From 7a7ad2038d43ddf1c52d7a3155c8c4e3ad506277 Mon Sep 17 00:00:00 2001
From: Dave Halter <davidhalter88@gmail.com>
Date: Thu, 29 Jun 2017 22:47:31 +0200
Subject: [PATCH] Trying to change the prefix parsing a bit.

---
 parso/python/normalizer.py | 98 +++++++++++++++++++++-----------------
 parso/python/prefix.py     | 45 +++++++++++++----
 test/test_prefix.py        | 44 +++++++++--------
 3 files changed, 114 insertions(+), 73 deletions(-)

diff --git a/parso/python/normalizer.py b/parso/python/normalizer.py
index 84754aa..89eb26e 100644
--- a/parso/python/normalizer.py
+++ b/parso/python/normalizer.py
@@ -61,7 +61,13 @@ class WhitespaceInfo(object):
             start_pos = parts[0].start_pos
         else:
             start_pos = leaf.start_pos
-        indentation_part = PrefixPart(leaf, 'indentation', '', start_pos)
+        indentation_part = PrefixPart(
+            leaf,
+            type='spacing',
+            value='',
+            spacing='',
+            start_pos=start_pos
+        )
 
         self.newline_count = 0
         for part in parts:
@@ -72,7 +78,7 @@ class WhitespaceInfo(object):
             if part.type == 'comment':
                 self.comments.append(Comment(part, indentation_part))
 
-            if part.type == 'indentation':
+            if part.type == 'spacing':
                 indentation_part = part
             else:
                 indentation_part = None
@@ -291,22 +297,29 @@ class PEP8Normalizer(Normalizer):
         elif in_introducer:
             self._in_suite_introducer = False
 
-    def _check_tabs_spaces(self, leaf, indentation):
-        if self._wrong_indentation_char in indentation:
-            self.add_issue(101, 'Indentation contains ' + self._indentation_type, leaf)

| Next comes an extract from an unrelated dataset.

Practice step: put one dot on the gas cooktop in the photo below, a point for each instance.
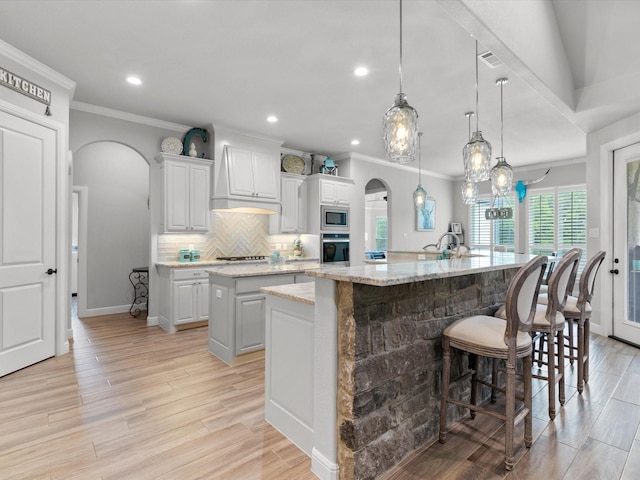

+    def _check_tabs_spaces(self, spacing):
+        if self._wrong_indentation_char in spacing.value:
+            self.add_issue(101, 'Indentation contains ' + self._indentation_type, spacing)
             return True
         return False
 
     def normalize(self, leaf):
+        for part in leaf._split_prefix():
+            if part.type == 'spacing':
+                # This part is used for the part call after for.
+                break
+            self._old_normalize(part, part.create_spacing_part())

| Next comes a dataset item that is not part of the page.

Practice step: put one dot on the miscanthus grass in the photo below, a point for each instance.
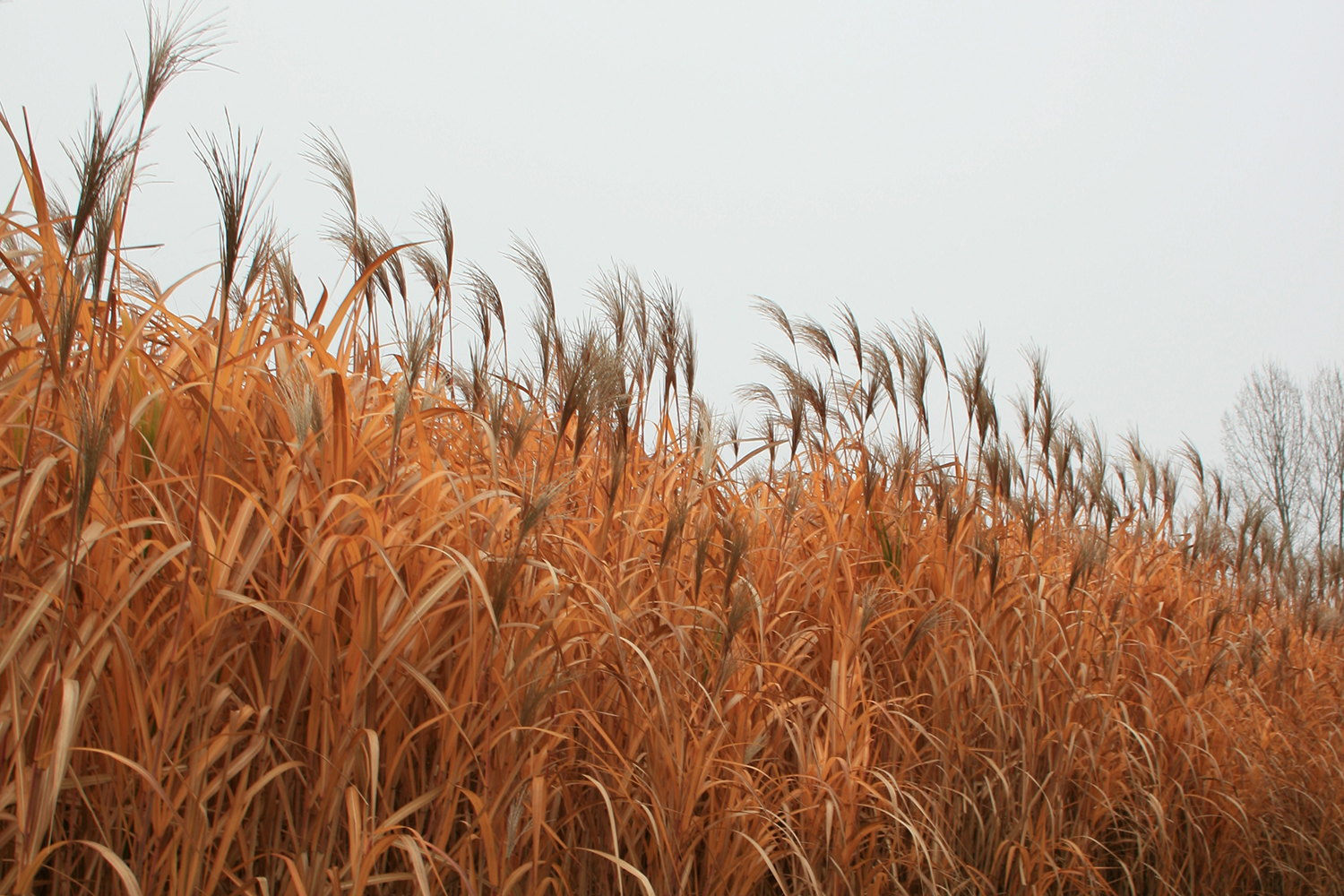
(300, 600)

+        return self._old_normalize(leaf, part)
+
+    def _old_normalize(self, leaf, spacing):
         value = leaf.value
-        info = WhitespaceInfo(leaf)
 
         if value == ',' and leaf.parent.type == 'dictorsetmaker':
             self._indentation_stack.pop()
 
         node = self._indentation_stack[-1]
 
-        if info.has_backslash and node.type != IndentationTypes.BACKSLASH:
+        if False and info.has_backslash and node.type != IndentationTypes.BACKSLASH:
             if node.type != IndentationTypes.SUITE:
                 self.add_issue(502, 'The backslash is redundant between brackets', leaf)
             else:
@@ -323,31 +336,33 @@ class PEP8Normalizer(Normalizer):
 
 
         if self._on_newline:
-            if node.type == IndentationTypes.BACKSLASH:
+            indentation = spacing.value
+            if node.type == IndentationTypes.BACKSLASH \
+                    and self._previous_leaf.type == 'newline':
                 self._indentation_stack.pop()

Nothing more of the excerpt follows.